At 1 Hotel Tokyo, Ōya stone forms a monumental wall in the lobby on the 38th floor of the Akasaka Trust Tower, lit to draw out the stone’s mineral texture and pores. The wall is modelled on the masonry surrounding the Imperial Palace moat, which stands in immediate proximity to the hotel. The choice of Ōya stone is a direct reference to the geological and architectural history of Tokyo itself, connecting the new property to the city’s long relationship with this specific stone.
1 Hotel Tokyo structures the guest experience through a sequence of material and spatial decisions rather than through programme alone. Ōya stone, reclaimed timber, hand-raked plaster surfaces, planted arrival spaces and small in-room objects — a stone door sign, a three-minute hourglass in the shower, a wooden block for donating clothing — each carry a specific intention. The arrival is designed as a graduated transition from street level to the 38th floor lobby, moving through a narrow, moss-lined anteroom before the space opens onto the city skyline.
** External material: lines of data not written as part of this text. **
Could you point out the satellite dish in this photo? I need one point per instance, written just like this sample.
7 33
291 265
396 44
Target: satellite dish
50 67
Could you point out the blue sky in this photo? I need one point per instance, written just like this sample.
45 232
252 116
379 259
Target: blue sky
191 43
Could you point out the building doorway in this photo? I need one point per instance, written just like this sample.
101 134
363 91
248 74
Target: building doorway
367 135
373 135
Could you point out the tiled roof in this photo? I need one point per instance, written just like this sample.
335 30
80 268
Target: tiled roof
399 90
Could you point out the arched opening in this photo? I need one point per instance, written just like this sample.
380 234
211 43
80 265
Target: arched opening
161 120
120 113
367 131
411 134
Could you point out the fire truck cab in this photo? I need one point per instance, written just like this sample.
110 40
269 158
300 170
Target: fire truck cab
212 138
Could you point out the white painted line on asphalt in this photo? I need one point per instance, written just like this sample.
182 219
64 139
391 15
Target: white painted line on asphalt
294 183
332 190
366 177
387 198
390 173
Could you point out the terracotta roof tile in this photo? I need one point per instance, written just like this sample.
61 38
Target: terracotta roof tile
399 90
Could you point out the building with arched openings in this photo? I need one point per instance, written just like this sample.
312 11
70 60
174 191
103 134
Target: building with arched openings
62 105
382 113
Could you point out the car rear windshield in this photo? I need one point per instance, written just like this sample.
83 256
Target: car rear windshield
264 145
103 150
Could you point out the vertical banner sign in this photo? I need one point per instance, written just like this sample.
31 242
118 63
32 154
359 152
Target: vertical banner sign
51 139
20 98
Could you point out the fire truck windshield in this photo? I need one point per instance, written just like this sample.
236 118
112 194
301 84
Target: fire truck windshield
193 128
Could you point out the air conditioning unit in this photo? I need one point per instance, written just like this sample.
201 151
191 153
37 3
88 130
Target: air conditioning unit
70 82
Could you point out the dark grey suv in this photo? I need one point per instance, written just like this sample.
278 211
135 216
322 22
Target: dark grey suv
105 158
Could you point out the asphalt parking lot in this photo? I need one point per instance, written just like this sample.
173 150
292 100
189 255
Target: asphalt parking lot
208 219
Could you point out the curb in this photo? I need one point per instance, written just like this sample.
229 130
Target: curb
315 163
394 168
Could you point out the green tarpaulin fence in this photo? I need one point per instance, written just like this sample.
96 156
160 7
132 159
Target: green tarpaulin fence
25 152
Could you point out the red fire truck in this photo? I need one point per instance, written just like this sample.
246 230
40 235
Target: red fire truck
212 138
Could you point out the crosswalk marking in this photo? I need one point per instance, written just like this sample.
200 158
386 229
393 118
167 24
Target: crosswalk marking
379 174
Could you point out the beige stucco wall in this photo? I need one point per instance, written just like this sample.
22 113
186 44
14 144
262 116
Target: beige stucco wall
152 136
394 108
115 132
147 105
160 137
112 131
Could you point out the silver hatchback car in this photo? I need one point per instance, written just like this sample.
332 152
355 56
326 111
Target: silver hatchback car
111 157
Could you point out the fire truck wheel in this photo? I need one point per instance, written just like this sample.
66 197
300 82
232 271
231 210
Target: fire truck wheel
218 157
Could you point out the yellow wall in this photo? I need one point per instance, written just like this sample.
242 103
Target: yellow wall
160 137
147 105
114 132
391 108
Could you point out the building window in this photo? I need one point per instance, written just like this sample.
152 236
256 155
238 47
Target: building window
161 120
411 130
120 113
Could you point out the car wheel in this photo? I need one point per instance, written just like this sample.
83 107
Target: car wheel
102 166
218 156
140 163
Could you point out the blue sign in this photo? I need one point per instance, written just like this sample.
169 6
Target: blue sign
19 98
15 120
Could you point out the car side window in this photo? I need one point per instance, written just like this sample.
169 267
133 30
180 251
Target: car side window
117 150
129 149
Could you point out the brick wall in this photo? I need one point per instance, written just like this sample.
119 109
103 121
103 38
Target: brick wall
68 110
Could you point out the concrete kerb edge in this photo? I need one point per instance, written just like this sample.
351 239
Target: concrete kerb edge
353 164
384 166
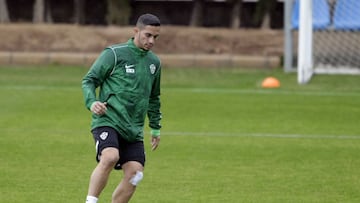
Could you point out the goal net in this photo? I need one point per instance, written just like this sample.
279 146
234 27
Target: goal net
326 37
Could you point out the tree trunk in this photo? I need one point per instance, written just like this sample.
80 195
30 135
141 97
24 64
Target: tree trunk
265 25
4 14
235 14
39 11
197 14
79 14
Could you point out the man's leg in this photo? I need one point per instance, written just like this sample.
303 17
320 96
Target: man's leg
132 171
100 175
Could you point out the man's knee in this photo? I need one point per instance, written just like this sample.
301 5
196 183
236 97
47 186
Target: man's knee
109 157
136 178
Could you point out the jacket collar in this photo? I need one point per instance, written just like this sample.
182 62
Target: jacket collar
136 49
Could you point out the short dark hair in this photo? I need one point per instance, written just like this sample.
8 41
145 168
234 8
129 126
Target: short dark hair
148 19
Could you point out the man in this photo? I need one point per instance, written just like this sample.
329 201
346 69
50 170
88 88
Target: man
128 77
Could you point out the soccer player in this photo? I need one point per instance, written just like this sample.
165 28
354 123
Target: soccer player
128 78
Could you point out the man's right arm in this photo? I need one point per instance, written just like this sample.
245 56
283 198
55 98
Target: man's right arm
97 75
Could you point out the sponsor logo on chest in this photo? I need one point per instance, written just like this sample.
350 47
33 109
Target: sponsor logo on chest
131 68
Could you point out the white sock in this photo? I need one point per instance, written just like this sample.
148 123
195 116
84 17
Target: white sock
91 199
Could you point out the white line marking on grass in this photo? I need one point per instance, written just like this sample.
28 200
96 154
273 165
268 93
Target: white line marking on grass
261 91
220 134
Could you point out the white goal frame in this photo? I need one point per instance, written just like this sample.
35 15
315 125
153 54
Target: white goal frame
305 56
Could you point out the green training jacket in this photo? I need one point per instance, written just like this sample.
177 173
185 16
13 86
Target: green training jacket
129 81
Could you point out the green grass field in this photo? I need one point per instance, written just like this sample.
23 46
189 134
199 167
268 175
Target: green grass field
224 138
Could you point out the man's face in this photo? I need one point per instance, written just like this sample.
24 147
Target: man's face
145 38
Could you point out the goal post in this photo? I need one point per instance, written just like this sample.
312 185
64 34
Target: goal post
305 64
321 37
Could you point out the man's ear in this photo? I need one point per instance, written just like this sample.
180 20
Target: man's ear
136 30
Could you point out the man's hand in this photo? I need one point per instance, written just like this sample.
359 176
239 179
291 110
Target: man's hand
155 142
98 108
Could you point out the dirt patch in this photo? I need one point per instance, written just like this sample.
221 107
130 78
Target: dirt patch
173 40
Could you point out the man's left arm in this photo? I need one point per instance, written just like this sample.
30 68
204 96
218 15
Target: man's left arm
154 113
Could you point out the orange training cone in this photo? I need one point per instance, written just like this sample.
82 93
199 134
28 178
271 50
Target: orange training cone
270 82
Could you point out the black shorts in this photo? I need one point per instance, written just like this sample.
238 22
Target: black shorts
108 137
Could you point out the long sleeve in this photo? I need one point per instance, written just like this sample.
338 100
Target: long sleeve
154 113
97 74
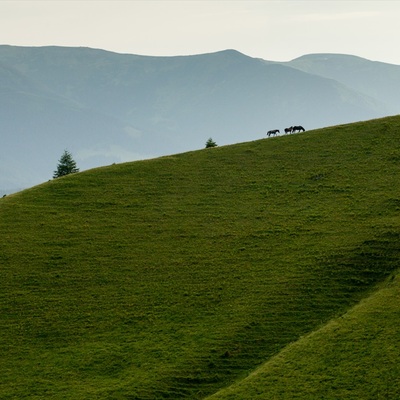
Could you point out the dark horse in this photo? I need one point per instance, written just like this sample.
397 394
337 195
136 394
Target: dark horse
273 133
298 129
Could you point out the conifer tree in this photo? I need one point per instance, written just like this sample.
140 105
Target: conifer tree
66 165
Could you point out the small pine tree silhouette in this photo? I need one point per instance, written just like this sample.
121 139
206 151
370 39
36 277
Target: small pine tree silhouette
66 165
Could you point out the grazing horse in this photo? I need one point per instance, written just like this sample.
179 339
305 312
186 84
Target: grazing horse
298 129
273 133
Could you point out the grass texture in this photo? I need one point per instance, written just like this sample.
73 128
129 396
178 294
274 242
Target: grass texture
266 269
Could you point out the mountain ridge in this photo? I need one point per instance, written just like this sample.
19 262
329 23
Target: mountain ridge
108 107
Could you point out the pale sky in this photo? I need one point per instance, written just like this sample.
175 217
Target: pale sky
273 30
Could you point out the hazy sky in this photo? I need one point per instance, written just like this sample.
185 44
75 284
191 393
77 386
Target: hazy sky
274 30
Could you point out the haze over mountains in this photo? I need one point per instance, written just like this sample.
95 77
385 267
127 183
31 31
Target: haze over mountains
108 108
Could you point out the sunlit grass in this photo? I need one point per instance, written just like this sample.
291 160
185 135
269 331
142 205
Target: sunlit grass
179 276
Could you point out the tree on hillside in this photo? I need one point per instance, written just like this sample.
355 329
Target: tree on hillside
210 143
66 165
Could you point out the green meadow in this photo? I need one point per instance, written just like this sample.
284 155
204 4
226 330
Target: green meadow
261 270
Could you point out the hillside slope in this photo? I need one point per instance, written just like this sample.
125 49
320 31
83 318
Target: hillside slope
179 276
106 107
378 80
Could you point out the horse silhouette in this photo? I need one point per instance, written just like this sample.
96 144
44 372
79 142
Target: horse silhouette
298 129
273 132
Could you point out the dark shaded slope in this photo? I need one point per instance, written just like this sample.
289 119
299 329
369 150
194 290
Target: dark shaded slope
178 276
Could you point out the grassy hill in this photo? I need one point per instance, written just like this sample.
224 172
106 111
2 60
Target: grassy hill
266 269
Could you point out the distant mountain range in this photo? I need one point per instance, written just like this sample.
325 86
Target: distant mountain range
108 108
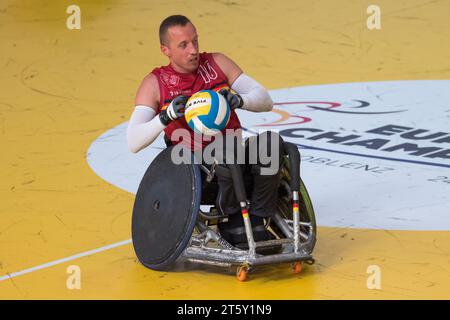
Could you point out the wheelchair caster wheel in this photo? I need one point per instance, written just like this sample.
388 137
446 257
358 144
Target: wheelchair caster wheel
297 267
241 272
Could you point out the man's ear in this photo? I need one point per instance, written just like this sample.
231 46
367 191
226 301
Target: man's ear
165 50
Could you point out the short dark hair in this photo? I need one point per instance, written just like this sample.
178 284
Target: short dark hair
175 20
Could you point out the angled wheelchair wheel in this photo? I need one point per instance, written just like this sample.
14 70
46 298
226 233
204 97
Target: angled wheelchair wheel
165 210
307 216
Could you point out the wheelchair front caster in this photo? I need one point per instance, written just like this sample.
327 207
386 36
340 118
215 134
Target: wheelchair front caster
241 272
297 266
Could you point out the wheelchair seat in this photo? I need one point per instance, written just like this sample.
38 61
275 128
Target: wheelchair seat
168 222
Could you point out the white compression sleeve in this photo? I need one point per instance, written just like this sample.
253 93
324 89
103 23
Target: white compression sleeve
255 96
143 128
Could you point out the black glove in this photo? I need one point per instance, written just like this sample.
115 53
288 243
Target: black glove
234 100
174 111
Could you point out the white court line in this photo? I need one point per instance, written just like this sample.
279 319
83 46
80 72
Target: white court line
53 263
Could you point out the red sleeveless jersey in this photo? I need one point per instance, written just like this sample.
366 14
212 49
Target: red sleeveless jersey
172 84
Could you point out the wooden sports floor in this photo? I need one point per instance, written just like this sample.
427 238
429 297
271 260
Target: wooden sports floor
61 89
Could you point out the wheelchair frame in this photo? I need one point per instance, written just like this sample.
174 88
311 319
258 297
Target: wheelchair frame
297 245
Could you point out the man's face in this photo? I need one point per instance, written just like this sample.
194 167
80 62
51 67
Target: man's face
182 48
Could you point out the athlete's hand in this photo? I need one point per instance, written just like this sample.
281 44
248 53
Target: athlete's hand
174 111
234 99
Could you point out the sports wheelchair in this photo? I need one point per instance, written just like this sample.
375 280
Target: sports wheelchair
169 224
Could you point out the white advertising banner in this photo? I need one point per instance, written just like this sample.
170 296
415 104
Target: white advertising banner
374 155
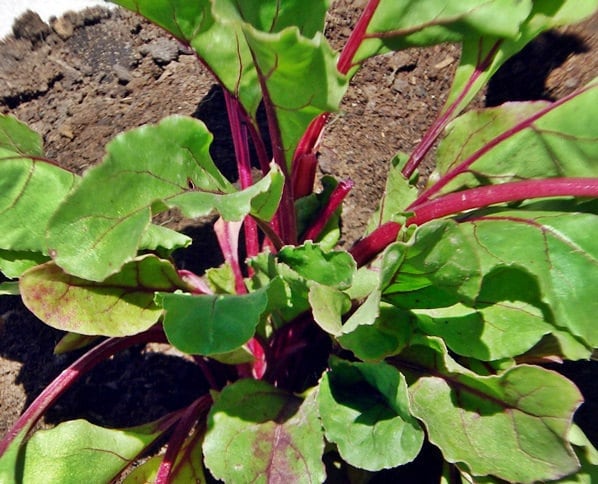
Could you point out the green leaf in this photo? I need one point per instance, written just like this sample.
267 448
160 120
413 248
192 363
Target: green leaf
77 451
287 290
438 256
14 262
388 335
187 468
398 194
157 237
307 209
121 305
328 306
280 61
106 220
365 411
258 50
258 433
30 192
524 140
335 268
588 457
211 324
9 288
507 319
528 407
398 25
482 55
558 249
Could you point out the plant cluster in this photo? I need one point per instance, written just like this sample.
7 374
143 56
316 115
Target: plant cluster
434 326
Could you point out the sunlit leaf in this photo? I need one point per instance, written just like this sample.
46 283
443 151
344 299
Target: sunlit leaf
121 305
258 433
328 305
335 268
257 50
78 451
524 140
386 336
513 426
31 189
365 411
397 25
211 324
482 55
147 170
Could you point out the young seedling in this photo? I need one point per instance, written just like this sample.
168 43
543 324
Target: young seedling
435 326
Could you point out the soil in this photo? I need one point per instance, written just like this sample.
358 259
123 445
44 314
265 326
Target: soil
88 76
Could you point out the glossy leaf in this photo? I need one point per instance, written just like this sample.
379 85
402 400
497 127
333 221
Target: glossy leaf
258 433
14 262
530 408
328 306
121 305
146 171
558 249
521 141
31 189
78 451
334 268
211 324
188 467
400 24
388 335
365 411
507 319
437 255
280 60
399 193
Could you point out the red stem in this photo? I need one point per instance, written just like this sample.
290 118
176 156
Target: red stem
454 203
304 159
464 166
424 146
345 61
336 198
479 197
241 145
227 234
71 374
182 430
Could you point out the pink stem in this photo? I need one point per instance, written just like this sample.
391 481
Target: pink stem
336 198
479 197
447 115
345 61
304 159
227 234
70 375
464 166
453 203
182 430
241 145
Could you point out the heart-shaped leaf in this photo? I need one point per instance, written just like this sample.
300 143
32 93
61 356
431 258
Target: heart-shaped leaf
121 305
365 412
513 426
260 433
211 324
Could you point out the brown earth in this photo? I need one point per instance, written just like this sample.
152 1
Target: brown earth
91 75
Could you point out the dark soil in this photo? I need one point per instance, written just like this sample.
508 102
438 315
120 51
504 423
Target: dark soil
91 75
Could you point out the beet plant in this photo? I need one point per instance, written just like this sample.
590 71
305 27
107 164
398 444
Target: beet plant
435 326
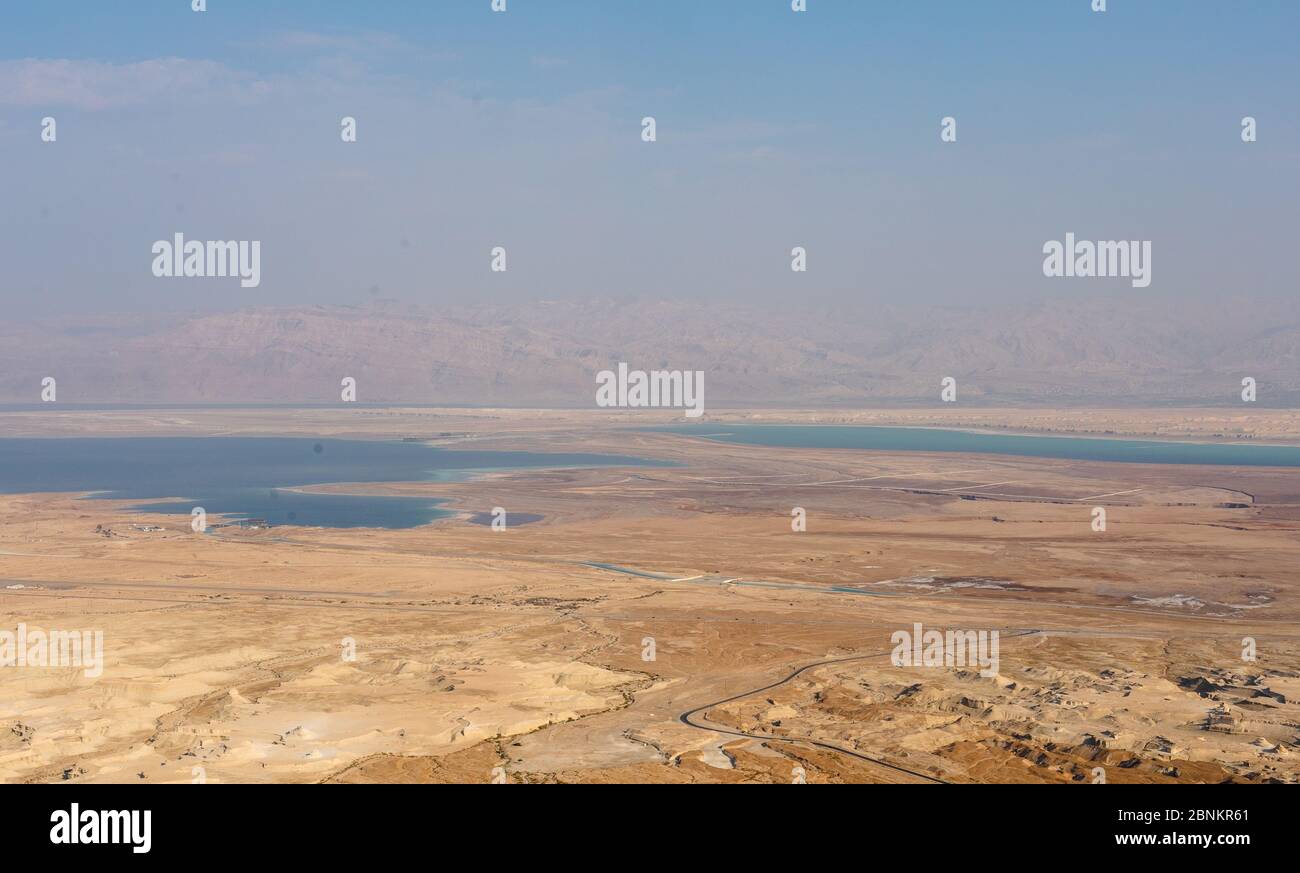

The interior language and arrival sequence of 1 Hotel Tokyo were conceived by CRÈME, a Brooklyn-based design studio. CRÈME developed the concept of movement from street to canopy — a graduated transition that begins at ground level with a planted façade and continues through a narrow, Ōya-lined anteroom before the lobby opens on the 38th floor. The reclaimed timber ceiling follows the raked-sand pattern of the karesansui Zen garden practice, translating a daily meditative exercise into built form.
The main restaurant is NiNi, named from the Japanese word for two, a concept by Head Chef Nikko Policarpio that places the lightness of the French Riviera in conversation with the precision of Japanese seasonal cuisine. Policarpio has worked in Michelin-recognised restaurants in Tokyo and in David Chang’s Momofuku group in Toronto. The hotel also operates the Spotted Stone Bar — holding the largest curated selection of artisanal Japanese gin in the city — and the Neighbors Café for plant-forward daily dining, sourcing produce from NEO-FARMERS!, a regenerative farming collective in the Tokyo region.
1 Hotel Tokyo features the Bamford Wellness Spa, developed with Carole Bamford, whose Daylesford Farm in Gloucestershire, skincare lines and wellness concepts have made her a consistent voice for organic and holistic living in European luxury. The house signature treatment combines a foot ritual, massage and facial using Bamford Skincare, calibrated to the individual guest. The Japanese Bamboo Massage uses bamboo tools from Kyoto with a green tea-infused oil, drawing on shiatsu, reflexology and acupressure as living practices. Facilities include an indoor pool, lavender rest zone, hammams and a 24-hour fitness centre.
1 Hotel Tokyo holds CASBEE Rank S certification, Japan’s highest environmental rating, which covers energy efficiency, rainwater and greywater recycling and the responsible sourcing of building materials. The hotel’s approach extends into the guest experience through specific objects: glasses made from recycled wine bottles, a reclaimed chalk board as a notepad, Bamford toiletries in aluminium containers and a three-minute shower hourglass. Produce is sourced directly from NEO-FARMERS!, a regenerative farming collective, and premium tea from Tea Grace.